Kinetic characterization of the binding of Cren7 (A) and Sis7d (B) to short dsDNA fragments by SPR. Cren7 or Sis7d was injected over immobilized DNAs. Sensorgrams are shown with the protein concentrations labeled. RU, response units. Equilibrium and kinetic constants were calculated using BIA evaluation 4.1 software by a global fit to a 1:1 Langmuir binding model for Cren7 (A) and a steady-state binding model for Sis7d (C). Download FIG S3, JPG file, 0.7 MB.

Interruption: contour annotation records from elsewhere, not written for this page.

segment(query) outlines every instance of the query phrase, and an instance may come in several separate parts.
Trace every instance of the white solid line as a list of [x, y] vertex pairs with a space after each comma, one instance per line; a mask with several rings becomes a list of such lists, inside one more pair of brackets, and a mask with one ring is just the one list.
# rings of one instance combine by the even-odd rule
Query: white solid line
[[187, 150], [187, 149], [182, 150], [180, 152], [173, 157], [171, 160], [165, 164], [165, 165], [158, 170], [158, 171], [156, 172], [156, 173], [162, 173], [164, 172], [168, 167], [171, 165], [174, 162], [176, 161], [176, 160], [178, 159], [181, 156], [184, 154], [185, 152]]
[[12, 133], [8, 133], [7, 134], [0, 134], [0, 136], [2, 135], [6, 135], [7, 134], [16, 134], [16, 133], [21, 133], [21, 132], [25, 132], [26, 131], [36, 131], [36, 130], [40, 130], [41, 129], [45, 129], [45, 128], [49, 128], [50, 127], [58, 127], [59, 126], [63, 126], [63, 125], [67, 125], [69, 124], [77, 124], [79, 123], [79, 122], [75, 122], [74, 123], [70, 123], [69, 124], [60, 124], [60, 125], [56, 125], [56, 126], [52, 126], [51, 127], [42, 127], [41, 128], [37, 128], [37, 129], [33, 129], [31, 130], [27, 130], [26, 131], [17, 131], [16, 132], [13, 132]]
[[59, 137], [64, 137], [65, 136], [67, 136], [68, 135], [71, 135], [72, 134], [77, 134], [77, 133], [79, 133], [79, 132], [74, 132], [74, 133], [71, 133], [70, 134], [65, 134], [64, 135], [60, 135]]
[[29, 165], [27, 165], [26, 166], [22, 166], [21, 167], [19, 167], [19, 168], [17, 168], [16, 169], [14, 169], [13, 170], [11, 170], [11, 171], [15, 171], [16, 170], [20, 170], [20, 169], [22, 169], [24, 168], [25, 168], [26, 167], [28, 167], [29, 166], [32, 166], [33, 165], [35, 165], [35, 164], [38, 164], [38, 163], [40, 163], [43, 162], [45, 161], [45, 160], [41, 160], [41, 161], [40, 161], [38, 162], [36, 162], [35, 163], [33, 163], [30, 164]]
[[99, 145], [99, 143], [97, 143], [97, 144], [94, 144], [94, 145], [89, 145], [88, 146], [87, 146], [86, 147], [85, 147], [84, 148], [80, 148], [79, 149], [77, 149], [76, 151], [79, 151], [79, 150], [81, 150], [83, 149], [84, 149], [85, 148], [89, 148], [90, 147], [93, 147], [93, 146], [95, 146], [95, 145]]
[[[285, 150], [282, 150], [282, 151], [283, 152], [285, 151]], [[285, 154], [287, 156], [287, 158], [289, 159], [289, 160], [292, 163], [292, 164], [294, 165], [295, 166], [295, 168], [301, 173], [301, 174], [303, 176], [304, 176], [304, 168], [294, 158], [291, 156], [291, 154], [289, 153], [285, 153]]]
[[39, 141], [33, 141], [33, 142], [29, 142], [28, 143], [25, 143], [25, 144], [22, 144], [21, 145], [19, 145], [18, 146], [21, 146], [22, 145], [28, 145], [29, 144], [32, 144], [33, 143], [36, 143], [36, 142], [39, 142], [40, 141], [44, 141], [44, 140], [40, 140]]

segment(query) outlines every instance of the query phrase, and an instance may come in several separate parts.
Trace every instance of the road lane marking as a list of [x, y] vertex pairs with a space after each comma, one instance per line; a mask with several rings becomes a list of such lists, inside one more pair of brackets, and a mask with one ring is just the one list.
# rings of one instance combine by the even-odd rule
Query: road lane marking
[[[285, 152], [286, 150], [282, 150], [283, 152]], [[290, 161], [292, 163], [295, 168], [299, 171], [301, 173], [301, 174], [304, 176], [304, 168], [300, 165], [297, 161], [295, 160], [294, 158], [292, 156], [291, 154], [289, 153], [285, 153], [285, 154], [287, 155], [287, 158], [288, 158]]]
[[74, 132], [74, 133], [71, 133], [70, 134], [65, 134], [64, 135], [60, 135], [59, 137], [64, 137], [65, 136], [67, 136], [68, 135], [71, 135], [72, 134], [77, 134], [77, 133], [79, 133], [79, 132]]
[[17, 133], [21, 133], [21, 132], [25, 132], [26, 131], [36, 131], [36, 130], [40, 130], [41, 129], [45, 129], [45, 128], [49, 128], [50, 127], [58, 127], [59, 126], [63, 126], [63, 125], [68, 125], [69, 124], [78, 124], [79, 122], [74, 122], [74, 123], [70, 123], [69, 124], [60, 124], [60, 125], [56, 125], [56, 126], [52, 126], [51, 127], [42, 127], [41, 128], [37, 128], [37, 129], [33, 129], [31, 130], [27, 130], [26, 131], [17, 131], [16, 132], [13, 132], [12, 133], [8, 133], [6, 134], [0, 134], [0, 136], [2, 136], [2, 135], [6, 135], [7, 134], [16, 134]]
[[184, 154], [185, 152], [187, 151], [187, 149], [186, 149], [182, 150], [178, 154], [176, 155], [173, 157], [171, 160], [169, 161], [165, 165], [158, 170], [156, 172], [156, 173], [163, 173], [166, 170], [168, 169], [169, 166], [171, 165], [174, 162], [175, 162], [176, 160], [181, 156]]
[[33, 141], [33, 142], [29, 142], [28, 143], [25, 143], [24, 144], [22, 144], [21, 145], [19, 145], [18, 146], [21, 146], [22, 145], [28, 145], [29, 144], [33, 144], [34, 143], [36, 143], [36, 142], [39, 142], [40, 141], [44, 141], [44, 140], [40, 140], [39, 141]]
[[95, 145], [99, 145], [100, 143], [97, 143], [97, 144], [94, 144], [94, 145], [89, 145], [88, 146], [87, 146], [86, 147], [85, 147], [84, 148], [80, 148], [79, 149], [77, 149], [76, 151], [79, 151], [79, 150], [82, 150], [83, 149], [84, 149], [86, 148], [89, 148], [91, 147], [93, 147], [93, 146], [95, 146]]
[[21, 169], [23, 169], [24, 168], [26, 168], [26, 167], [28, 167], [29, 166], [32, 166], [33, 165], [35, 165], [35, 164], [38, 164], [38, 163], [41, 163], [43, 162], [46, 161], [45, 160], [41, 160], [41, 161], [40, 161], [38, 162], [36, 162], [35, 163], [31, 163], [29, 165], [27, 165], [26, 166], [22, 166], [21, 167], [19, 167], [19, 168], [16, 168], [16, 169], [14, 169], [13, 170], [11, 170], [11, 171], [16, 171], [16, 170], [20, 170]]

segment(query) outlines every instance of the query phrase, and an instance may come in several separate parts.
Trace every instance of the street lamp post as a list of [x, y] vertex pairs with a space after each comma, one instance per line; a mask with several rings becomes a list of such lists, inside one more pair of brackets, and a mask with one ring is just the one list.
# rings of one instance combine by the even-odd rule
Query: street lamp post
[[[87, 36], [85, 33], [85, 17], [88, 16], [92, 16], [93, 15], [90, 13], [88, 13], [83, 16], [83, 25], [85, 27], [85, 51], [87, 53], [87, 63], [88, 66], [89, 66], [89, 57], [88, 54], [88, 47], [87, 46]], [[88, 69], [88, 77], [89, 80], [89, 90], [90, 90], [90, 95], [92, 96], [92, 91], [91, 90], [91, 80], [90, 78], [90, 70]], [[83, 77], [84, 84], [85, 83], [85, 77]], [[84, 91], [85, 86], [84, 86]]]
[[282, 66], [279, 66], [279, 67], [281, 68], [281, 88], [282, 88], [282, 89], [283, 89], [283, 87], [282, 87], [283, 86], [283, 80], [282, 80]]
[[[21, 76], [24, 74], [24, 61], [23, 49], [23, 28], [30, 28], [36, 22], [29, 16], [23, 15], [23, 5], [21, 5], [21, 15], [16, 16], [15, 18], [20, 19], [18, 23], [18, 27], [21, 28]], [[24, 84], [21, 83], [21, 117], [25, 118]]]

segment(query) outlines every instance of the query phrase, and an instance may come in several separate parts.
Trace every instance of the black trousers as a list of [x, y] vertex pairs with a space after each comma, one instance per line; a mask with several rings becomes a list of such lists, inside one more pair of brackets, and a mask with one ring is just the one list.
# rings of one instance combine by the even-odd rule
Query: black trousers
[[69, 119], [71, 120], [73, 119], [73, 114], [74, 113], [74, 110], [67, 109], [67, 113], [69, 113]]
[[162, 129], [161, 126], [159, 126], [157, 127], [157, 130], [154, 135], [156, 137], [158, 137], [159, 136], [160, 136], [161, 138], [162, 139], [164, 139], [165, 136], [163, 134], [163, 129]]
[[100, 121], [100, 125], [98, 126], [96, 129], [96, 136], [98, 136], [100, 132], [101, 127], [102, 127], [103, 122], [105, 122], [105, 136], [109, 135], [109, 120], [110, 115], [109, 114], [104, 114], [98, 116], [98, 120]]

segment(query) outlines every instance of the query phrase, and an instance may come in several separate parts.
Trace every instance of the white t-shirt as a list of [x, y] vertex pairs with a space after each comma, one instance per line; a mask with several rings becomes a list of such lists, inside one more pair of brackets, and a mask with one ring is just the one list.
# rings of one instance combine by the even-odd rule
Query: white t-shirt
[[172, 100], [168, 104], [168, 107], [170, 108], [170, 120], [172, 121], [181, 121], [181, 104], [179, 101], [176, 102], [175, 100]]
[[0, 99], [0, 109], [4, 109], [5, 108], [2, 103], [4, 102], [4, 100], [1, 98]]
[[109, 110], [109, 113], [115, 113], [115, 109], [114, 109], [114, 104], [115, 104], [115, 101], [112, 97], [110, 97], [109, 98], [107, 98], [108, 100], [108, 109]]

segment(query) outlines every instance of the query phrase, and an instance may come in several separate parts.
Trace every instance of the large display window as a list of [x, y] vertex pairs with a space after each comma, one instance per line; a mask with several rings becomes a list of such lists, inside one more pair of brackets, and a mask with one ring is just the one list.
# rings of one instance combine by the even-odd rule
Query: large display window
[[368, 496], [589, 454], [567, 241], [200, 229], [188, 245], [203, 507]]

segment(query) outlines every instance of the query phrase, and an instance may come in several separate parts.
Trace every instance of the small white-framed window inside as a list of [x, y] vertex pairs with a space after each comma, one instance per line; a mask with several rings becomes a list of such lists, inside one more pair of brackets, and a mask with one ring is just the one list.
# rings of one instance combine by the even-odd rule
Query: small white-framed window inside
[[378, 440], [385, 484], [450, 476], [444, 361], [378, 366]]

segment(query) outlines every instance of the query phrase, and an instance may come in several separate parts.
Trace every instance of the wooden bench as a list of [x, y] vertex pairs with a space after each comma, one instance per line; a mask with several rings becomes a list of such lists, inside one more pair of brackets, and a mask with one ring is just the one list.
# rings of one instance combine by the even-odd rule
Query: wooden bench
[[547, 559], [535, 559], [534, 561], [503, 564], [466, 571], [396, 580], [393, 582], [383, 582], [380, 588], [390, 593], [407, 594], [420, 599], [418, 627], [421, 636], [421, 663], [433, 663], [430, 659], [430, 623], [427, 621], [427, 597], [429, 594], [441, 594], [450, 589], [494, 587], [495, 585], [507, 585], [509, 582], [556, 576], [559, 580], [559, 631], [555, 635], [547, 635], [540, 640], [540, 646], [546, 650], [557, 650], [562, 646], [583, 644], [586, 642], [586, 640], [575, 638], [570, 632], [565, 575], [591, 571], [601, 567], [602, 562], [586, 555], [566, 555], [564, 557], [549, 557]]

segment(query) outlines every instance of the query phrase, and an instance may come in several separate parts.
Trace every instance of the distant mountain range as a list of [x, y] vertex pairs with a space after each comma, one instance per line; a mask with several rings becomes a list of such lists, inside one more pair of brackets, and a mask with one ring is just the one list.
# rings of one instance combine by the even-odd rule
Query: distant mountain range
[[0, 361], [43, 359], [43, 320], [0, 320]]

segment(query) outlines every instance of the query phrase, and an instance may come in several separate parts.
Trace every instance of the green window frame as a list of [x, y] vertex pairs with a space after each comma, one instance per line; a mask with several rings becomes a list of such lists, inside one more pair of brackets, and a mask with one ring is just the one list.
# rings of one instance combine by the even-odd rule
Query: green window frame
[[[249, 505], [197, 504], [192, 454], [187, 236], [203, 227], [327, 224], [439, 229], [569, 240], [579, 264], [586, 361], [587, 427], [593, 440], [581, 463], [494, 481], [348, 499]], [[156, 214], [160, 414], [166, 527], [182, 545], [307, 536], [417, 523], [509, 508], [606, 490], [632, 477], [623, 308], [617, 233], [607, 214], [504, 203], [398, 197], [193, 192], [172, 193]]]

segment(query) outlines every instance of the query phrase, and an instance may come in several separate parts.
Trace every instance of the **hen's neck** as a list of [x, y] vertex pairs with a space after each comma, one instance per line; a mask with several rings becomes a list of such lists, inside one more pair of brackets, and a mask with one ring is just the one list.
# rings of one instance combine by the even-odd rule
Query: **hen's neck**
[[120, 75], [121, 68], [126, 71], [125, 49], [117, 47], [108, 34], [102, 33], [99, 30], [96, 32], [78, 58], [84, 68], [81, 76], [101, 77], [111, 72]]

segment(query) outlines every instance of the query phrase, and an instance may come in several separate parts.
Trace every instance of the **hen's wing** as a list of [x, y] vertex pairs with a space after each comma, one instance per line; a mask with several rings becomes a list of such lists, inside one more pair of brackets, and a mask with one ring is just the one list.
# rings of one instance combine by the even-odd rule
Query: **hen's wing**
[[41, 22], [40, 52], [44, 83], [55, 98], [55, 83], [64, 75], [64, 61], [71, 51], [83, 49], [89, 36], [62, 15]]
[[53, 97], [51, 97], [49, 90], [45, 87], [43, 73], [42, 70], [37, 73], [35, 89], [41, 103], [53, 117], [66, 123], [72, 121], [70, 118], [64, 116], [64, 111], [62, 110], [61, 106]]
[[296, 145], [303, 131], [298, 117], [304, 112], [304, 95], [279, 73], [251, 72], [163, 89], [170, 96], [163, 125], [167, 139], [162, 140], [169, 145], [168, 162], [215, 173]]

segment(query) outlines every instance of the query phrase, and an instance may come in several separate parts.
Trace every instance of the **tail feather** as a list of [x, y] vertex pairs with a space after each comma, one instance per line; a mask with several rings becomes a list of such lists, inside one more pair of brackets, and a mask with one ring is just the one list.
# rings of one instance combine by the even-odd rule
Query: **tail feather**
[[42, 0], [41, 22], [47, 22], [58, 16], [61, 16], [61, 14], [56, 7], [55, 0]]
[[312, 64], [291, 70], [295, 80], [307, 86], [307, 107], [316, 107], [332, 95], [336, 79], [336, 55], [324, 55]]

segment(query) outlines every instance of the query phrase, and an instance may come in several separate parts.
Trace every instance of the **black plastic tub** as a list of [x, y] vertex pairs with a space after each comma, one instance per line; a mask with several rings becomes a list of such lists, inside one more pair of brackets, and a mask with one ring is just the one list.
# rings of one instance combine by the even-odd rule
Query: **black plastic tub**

Intriguingly, the assembled protein-DNA complexes were not readily decompacted since washing with the imaging buffer did not lead to measurable changes in the contour length of DNA condensed by Cren7 or Sis7d within a time period of up to 10 min in this study (data not shown). This is consistent with a recent finding that the Cren7-DNA and Sis7d-DNA complexes were stable for up to 10 min even at an extension force of 3.5 pN (20). Therefore, we were able to measure only the rates of DNA compaction by the proteins but not the decompaction rates of the protein-DNA complexes. As shown in Fig. 2A and B, the compaction rates dropped rapidly in the initial phase (i.e., the first 2 s) of DNA compaction. The initial compaction rate (vi, in μm/s) for Cren7 or Sis7d was defined as the steepest slope of the initial phase of the curve at an indicated concentration. As shown in Table 1, at each tested concentration between 0.06 and 1.0 μM, the initial compaction rate of Cren7 was nearly 4-fold higher than that of Sis7d, in agreement with higher affinity of Cren7 than of Sis7d for DNA. At the saturating concentration (i.e., 10 μM), however, the initial compaction rates for Cren7 and Sis7d (6.71 ± 0.61 and 6.96 ± 0.76 μm/s, respectively) were nearly identical, suggesting similar patterns of the two proteins in the initial phase of DNA compaction. In addition, the initial rates of DNA compaction by both proteins increased almost linearly with protein concentration before the level of saturation was reached (Fig. 2D), as expected from the lack of cooperativity in DNA binding and distortion by the two proteins (5, 22).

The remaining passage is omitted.